In my experience it is better to pose your problem as a univariate bounded root-finding problem and use Brent's Method if you can
Next worst option is multivariate minimization with something like BFGS.
Iterative solutions are horrible, but are more easily solved once you think of them as X2 = f(X1) where X is the input vector and you're trying to reduce the difference between X1 and X2.
As the commenters have noted, the mathematical aspects of your question are beyond the scope of the help you can expect here, and are even beyond the help you could be offered based on the detail you posted.
However, I think that even if you understood the mathematics thoroughly there are computer science aspects to your question that should be addressed.

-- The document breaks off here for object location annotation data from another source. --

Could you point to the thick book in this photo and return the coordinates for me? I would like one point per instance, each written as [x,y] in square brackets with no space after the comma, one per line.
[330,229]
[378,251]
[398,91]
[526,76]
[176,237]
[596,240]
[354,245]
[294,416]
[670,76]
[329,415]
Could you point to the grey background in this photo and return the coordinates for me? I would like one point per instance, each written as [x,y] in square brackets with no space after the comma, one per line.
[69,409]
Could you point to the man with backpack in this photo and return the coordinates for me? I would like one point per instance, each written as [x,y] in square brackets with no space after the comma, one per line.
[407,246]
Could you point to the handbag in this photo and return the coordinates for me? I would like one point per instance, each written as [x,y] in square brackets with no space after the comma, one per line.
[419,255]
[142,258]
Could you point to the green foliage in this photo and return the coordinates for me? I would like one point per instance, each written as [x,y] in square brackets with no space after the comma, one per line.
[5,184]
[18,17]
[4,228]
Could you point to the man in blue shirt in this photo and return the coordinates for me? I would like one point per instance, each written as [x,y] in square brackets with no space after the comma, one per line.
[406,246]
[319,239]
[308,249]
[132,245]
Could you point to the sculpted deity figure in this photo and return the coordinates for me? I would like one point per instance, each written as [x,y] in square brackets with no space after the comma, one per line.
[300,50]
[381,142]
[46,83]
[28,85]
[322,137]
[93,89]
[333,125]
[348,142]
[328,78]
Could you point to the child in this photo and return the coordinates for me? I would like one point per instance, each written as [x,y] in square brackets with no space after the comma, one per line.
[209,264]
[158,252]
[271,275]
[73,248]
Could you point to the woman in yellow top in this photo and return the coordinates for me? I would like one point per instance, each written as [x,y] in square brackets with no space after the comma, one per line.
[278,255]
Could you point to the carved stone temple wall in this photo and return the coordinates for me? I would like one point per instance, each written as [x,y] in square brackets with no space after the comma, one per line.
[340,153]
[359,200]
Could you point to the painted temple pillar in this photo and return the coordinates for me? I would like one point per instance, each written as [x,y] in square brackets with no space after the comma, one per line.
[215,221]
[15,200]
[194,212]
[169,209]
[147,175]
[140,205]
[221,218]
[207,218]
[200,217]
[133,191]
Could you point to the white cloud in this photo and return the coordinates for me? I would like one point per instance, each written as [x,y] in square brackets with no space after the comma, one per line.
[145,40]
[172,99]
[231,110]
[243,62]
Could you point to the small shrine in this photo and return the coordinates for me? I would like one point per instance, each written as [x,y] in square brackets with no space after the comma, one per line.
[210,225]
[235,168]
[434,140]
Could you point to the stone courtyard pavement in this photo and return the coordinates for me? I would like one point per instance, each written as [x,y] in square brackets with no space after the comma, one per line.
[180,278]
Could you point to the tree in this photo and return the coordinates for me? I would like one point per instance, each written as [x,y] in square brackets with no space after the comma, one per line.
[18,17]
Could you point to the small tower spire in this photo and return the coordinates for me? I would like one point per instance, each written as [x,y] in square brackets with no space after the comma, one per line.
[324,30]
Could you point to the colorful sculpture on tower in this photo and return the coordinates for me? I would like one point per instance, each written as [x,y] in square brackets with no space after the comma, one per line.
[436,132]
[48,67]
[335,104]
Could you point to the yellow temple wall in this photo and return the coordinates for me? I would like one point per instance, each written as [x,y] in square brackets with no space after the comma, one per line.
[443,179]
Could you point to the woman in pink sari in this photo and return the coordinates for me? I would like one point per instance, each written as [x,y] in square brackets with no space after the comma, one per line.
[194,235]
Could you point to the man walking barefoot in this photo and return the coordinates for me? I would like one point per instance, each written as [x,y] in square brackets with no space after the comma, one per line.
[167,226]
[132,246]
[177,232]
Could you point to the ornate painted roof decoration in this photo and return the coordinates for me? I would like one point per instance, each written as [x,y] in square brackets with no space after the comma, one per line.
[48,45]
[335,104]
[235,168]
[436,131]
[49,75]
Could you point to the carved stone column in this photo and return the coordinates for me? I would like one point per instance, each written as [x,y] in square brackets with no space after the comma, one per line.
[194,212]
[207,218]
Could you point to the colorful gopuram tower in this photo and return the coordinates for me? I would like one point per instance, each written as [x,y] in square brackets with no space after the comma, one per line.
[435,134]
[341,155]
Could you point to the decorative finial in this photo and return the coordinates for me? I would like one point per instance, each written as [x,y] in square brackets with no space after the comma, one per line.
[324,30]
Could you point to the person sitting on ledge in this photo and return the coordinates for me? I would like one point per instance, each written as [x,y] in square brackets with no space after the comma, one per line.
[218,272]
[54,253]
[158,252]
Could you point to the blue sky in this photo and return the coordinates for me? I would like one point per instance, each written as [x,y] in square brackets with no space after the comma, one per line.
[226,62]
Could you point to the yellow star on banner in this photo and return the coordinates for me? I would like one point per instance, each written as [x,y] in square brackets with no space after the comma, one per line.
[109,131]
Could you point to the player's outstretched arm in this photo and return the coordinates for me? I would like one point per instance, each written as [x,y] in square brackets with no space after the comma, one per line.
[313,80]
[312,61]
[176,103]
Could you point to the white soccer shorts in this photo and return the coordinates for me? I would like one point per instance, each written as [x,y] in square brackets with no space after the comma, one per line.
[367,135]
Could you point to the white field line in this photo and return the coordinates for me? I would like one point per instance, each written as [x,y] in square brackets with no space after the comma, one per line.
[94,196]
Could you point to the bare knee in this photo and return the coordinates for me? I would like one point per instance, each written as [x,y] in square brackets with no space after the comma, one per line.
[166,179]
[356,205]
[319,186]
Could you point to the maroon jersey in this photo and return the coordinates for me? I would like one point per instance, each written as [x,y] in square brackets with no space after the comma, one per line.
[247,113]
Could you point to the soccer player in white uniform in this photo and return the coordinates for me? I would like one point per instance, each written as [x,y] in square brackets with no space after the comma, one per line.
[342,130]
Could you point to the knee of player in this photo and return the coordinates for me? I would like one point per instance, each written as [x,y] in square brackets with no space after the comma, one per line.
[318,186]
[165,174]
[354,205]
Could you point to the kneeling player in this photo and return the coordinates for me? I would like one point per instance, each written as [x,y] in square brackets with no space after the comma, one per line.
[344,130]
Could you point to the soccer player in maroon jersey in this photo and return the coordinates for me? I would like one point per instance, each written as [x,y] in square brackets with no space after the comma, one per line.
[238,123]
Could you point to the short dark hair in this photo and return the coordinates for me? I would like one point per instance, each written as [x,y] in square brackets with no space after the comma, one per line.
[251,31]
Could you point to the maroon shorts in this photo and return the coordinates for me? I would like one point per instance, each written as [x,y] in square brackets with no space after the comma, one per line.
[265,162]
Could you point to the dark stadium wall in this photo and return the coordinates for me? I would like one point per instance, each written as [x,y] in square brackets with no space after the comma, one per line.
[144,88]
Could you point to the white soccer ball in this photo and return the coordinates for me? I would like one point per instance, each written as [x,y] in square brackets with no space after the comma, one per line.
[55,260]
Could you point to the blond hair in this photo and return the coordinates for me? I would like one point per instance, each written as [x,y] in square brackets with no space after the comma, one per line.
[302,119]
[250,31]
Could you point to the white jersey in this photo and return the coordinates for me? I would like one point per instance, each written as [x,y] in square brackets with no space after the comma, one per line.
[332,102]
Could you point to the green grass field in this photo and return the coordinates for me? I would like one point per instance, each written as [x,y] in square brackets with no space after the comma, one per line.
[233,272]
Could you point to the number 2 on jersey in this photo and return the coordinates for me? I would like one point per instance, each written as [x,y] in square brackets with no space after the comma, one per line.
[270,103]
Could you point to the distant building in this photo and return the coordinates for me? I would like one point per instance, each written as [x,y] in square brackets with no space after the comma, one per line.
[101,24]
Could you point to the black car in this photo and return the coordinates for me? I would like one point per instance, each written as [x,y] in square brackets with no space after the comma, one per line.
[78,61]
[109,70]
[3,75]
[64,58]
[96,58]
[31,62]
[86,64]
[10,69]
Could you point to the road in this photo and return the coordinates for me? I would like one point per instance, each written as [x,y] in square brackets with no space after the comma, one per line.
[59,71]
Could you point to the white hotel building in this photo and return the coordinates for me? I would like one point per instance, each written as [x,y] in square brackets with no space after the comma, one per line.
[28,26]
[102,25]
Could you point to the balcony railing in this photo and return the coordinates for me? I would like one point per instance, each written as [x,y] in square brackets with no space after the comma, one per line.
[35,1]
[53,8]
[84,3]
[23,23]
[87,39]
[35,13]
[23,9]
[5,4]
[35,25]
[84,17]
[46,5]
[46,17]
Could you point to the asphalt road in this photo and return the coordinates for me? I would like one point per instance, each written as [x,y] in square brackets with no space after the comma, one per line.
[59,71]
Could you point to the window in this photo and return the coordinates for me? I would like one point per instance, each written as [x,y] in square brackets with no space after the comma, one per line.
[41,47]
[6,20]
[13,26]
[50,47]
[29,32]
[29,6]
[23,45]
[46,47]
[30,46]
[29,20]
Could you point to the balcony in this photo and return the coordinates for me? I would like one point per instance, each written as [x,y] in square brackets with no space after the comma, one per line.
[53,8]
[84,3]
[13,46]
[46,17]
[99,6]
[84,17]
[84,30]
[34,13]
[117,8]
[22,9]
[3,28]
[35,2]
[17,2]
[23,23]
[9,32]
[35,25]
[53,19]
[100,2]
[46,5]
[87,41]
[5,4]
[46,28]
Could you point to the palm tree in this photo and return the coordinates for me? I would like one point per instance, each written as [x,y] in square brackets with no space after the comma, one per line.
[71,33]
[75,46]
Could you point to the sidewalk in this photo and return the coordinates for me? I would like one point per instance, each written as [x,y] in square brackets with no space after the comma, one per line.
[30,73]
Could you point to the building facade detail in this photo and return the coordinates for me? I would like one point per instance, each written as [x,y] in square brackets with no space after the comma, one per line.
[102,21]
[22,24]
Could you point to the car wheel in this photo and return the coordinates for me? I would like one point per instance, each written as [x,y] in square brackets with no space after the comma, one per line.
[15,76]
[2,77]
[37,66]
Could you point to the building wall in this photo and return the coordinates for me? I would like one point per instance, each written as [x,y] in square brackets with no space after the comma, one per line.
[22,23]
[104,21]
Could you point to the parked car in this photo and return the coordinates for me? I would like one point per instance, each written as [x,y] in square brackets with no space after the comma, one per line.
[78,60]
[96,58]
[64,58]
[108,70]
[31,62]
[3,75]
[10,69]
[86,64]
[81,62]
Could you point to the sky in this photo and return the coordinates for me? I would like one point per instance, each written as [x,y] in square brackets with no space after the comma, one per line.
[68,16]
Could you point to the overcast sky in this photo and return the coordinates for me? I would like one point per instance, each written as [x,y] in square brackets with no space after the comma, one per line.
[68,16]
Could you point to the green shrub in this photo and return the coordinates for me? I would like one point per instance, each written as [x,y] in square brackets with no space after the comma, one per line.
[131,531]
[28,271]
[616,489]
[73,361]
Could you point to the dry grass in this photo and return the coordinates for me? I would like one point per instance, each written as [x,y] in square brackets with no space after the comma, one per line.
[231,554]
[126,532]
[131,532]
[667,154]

When you write your code, try to make organize it into functions that depend only upon the parameters you are passing in to a subroutine. So write a subroutine that takes in values for y, z, and r and returns you x. Make another that takes in f,L,D,G and returns z. Now you have testable routines that you can check to make sure they are computing correctly. Check the input values to your routines in the routines - for instance in computing x you will get a divide by 0 error if you pass in a 0 for r. Think about how you want to handle this.
If you are going to solve this problem interatively you will need a method that will decide, based on the results of one iteration, what the values for the next iteration will be. This also should be encapsulated within a subroutine. Now if you are using a language that allows only one value to be returned from a subroutine (which is most common computation languages C, C++, Java, C#) you need to package up all your variables into some kind of data structure to return them. You could use an array of reals or doubles, but it would be nicer to choose to make an object and then you can reference the variables by their name and not their position (less chance of error).
Another aspect of iteration is knowing when to stop. Certainly you'll do so when you get a solution that converges. Make this decision into another subroutine. Now when you need to change the convergence criteria there is only one place in the code to go to. But you need to consider other reasons for stopping - what do you do if your solution starts diverging instead of converging? How many iterations will you allow the run to go before giving up?
Another aspect of iteration of a computer is round-off error. Mathematically 10^40/10^38 is 100. Mathematically 10^20 + 1 > 10^20. These statements are not true in most computations. Your calculations may need to take this into account or you will end up with numbers that are garbage. This is an example of a cross-cutting concern that does not lend itself to encapsulation in a subroutine.
I would suggest that you go look at the Python language, and the pythonxy.com extensions. There are people in the associated forums that would be a good resource for helping you learn how to do iterative solving of a system of equations.